When it is black's turn, the table is reflected across the x-axis. Specifically, if you are curious, lookups happen like this, where the columns AH map to 0-7 and the rows are 0-7 from white's side:

int ptable_index_for_white(int col, int row) {
    return col+56-(row*8);
}

int ptable_index_for_black(int col, int row) {
    return col+(row*8);
}

So a pawn on h4 (coordinates 7, 3) is worth 3 points (centipawns) for white, and a pawn on f6 (coord 5, 5) is worth 3 centipawns for black.

The entire evaluation function is currently piece-square tables and material.

At greater search depths, my engine is choosing some genuinely horrible moves. Consider this output, generated from the starting position:

Iterative Deepening Analysis Results (including cached analysis)
Searching at depth 1... d1 [+0.10]: 1.b1c3 
    (4 new nodes, 39 new qnodes, 0 qnode aborts, 0ms), 162kN/s
Searching at depth 2... d2 [+0.00]: 1.e2e4 d7d5 
    (34 new nodes, 78 new qnodes, 0 qnode aborts, 1ms), 135kN/s
Searching at depth 3... d3 [+0.30]: 1.d2d4 d7d5 2.c1f4 
    (179 new nodes, 1310 new qnodes, 0 qnode aborts, 4ms), 337kN/s
Searching at depth 4... d4 [+0.00]: 1.g1f3 b8c6 2.e2e4 d7d5 
    (728 new nodes, 2222 new qnodes, 0 qnode aborts, 14ms), 213kN/s
Searching at depth 5... d5 [+0.20]: 1.b1a3 g8f6 2.d2d4 h8g8 3.c1f4 
    (3508 new nodes, 27635 new qnodes, 0 qnode aborts, 103ms), 302kN/s
Searching at depth 6... d6 [-0.08]: 1.d2d4 a7a5 2.c1f4 b7b6 3.f4c1 c8b7 
    (21033 new nodes, 112915 new qnodes, 0 qnode aborts, 654ms), 205kN/s
Searching at depth 7... d7 [+0.20]: 1.b1a3 g8f6 2.a1b1 h8g8 3.d2d4 g8h8 4.c1f4 
    (39763 new nodes, 330837 new qnodes, 0 qnode aborts, 1438ms), 258kN/s
Searching at depth 8... d8 [-0.05]: 1.e2e4 a7a6 2.e4e5 a6a5 3.h2h4 d7d6 4.e5d6 c7d6 
    (251338 new nodes, 2054526 new qnodes, 0 qnode aborts, 12098ms), 191kN/s

At depth 8, notice that black opens with the moves "... a7a6 ... a6a5," which are horrible according to the piece-square table.

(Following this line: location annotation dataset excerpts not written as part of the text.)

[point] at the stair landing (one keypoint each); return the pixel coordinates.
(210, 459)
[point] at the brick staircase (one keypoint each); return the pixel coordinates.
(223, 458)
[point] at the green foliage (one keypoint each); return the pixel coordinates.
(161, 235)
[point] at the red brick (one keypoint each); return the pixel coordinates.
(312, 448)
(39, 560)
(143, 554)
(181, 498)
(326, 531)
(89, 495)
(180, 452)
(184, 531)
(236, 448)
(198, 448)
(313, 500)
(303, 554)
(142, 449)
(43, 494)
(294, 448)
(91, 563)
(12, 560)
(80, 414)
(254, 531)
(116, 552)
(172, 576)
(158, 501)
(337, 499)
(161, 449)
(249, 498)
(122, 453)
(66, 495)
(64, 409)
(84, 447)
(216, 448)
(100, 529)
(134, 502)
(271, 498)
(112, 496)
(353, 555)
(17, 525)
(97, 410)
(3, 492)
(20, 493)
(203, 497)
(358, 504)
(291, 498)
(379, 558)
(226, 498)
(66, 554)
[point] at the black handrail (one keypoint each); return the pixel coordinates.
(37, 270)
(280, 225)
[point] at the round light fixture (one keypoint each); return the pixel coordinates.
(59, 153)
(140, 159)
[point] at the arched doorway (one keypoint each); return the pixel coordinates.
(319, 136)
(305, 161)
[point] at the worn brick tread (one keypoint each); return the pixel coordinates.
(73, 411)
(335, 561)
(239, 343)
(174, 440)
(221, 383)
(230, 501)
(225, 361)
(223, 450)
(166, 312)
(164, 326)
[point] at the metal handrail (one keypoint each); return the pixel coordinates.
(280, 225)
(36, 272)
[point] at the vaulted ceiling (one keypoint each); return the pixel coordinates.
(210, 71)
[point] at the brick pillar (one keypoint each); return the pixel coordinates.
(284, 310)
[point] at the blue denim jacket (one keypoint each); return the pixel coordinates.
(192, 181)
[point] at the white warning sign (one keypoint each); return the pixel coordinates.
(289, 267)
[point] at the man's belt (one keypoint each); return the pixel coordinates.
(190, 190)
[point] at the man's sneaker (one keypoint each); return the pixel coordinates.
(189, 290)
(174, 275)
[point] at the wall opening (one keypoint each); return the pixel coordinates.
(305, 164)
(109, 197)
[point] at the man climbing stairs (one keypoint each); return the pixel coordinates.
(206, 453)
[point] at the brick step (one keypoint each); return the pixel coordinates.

Additionally, "h2h4" is a horrible move for white. Why is my search function choosing such bizarre moves? It's notable that this only starts happening at greater depths (the moves at depth 3 look fine).

Moreover, the search often blunders away pieces! Consider the following position:

The engine recommends a horrific blunder (3... f5h3), somehow missing the obvious reply (4. g2h3):

Searching at depth 7... d7 [+0.17]: 3...f5h3 4.e3e4 h3g4 5.f2f3 g8f6 6.e4d5 f6d5 
    (156240 new nodes, 3473795 new qnodes, 0 qnode aborts, 17715ms), 205kN/s

Quiescence search isn't involved, since the blunder happens at ply 1 (!!).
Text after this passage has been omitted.